Director: David Brooks (2012)
Starring: Brian Geraghty, Josh Peck, Alice Eve
Find it: IMDB

The compelling story of three idiots who don't realise that they outnumber a not-that-scary murderer by three-to-one. Following an office Christmas party, three drones (Geraghty, Drake or Josh from off've Drake and Josh, and Eve) stop off at a 24 hour ATM so as Drake or Josh can get the money to buy himself a pizza. Trapped inside as a violent killer decides he'd rather not let them out, the kids face the unenviable choice between being gruesomely murdered or freezing to death.

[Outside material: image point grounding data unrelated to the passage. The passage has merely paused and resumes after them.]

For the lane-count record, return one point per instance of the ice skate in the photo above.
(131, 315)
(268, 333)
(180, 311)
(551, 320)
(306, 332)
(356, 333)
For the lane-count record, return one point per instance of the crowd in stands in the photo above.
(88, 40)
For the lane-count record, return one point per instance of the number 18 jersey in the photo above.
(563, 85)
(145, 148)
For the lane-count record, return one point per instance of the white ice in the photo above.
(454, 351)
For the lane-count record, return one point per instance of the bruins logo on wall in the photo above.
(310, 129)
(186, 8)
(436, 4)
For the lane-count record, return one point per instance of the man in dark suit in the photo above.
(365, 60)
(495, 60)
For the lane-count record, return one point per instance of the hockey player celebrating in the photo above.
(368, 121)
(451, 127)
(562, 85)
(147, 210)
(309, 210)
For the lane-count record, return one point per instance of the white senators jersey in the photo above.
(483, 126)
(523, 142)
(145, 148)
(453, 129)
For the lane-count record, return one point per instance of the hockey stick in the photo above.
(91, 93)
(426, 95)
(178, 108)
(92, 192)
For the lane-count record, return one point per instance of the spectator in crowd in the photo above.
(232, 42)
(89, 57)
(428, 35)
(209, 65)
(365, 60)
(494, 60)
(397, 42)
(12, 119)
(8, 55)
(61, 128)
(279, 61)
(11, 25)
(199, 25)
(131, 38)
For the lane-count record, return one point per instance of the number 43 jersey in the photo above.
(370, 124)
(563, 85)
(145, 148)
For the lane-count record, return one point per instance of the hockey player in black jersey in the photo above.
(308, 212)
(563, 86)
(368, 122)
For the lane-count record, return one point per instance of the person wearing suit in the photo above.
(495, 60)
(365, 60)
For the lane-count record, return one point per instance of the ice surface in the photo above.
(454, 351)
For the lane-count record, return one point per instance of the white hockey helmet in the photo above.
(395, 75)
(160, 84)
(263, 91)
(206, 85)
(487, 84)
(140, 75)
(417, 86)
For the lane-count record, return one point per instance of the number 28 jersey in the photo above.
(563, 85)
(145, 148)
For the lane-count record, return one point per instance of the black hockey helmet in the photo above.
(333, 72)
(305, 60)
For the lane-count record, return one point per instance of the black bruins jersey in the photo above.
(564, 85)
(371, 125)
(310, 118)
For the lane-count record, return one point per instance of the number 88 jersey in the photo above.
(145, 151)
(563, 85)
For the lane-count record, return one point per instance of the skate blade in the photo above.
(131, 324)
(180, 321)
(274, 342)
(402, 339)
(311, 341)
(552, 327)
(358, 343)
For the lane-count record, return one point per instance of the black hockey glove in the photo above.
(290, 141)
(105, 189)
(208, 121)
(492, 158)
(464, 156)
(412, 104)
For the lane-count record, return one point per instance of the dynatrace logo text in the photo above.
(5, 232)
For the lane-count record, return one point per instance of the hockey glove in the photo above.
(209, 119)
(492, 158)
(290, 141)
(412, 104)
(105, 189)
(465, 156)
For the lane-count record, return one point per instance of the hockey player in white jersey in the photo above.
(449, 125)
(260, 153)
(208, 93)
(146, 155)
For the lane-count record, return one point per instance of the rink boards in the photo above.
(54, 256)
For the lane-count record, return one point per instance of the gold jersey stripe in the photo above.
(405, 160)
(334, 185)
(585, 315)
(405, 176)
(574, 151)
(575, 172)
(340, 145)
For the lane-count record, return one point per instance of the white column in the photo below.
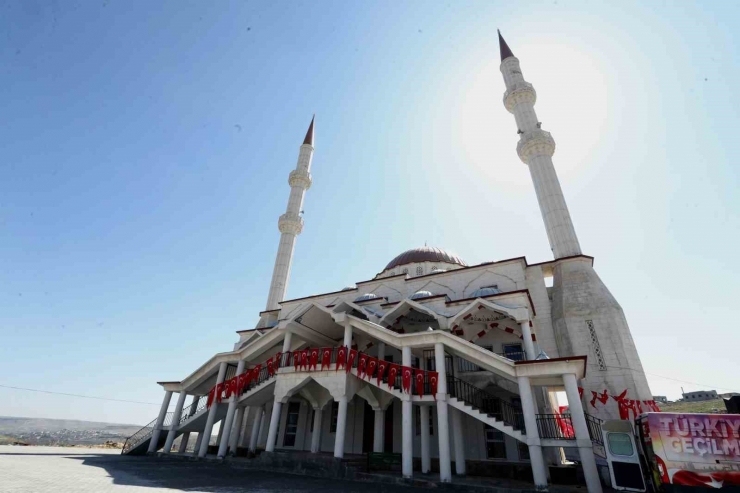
(539, 472)
(445, 470)
(316, 435)
(426, 461)
(229, 420)
(160, 420)
(341, 424)
(407, 440)
(175, 422)
(277, 406)
(527, 338)
(258, 417)
(583, 438)
(208, 429)
(457, 438)
(379, 431)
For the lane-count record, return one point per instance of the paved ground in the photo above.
(63, 470)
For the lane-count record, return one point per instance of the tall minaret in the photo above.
(290, 224)
(536, 148)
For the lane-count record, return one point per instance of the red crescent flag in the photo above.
(382, 366)
(361, 364)
(341, 357)
(392, 373)
(406, 379)
(419, 379)
(372, 364)
(351, 359)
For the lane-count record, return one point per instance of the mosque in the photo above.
(446, 366)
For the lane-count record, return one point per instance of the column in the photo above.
(458, 441)
(229, 420)
(583, 438)
(445, 471)
(379, 430)
(529, 409)
(277, 406)
(316, 434)
(208, 429)
(160, 420)
(175, 422)
(426, 461)
(407, 438)
(258, 416)
(527, 338)
(341, 422)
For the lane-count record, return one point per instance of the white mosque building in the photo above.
(452, 366)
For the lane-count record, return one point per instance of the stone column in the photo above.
(527, 338)
(426, 461)
(258, 417)
(583, 438)
(341, 421)
(459, 442)
(175, 422)
(379, 431)
(316, 435)
(229, 420)
(160, 421)
(208, 429)
(445, 470)
(407, 440)
(539, 472)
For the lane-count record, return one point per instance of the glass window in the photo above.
(620, 444)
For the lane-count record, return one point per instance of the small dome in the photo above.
(367, 296)
(485, 291)
(421, 294)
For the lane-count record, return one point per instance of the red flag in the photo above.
(392, 373)
(406, 379)
(361, 364)
(351, 359)
(433, 381)
(341, 357)
(372, 364)
(382, 366)
(419, 378)
(325, 357)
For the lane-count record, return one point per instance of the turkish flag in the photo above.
(406, 379)
(351, 359)
(372, 364)
(392, 373)
(382, 366)
(341, 357)
(419, 379)
(361, 364)
(433, 382)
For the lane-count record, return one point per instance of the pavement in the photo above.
(82, 470)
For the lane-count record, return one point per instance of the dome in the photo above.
(425, 254)
(421, 294)
(485, 291)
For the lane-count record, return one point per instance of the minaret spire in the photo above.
(535, 149)
(290, 224)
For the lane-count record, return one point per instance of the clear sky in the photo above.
(145, 148)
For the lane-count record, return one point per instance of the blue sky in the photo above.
(145, 150)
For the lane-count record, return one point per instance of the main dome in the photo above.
(425, 254)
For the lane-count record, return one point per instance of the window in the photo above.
(291, 424)
(620, 444)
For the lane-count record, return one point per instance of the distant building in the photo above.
(700, 395)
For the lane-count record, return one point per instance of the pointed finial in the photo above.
(309, 135)
(503, 47)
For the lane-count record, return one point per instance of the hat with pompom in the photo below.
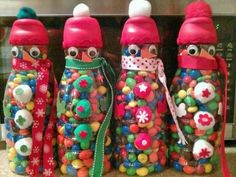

Despite the fact that, you know, they outnumber him three-to-one.


A typical film of the 'trapped' subgenre, ATM does very little that you haven't seen before, but just enough that you shouldn't withdraw (like a debit card, not a penis) in boredom before it's all over with. At the very least, it might help cut down on that fucking ridiculous urban myth that if you enter your PIN number backwards on a cash machine, it automatically alerts the police. Bad luck if your PIN happens to be '0220'. No-one gives a shit about you, palindromes.

Fairly tense and frequently gory, ATM is just likeable enough to hold viewer interest, even as Drake or Josh tries to convince us that he's a real actor and a black security guard shows up to, predictably, die immediately. No-one has a lower life expectancy than the security guard or cop who shows up halfway through a horror film to offer the protagonists a glimmer of hope when all looks darkest. And if he's black, you know you're really fucked.

Peck is surprisingly good as annoying office worker Corey, while Alice Eve impresses as the token female. Geraghty is a dull lead, but his plight is such that we sympathise with him nevertheless. Cockblocked by a serial killer and Drake or Josh from off've Drake and Josh in the same night? Now that is unlucky. 


The makers of ATM would no doubt love for me to say that it "does for cashpoints what Jaws did for the ocean and Psycho for showers", but since the heroes of those films weren't incapable, cowardly idiots, that would mostly be a lie.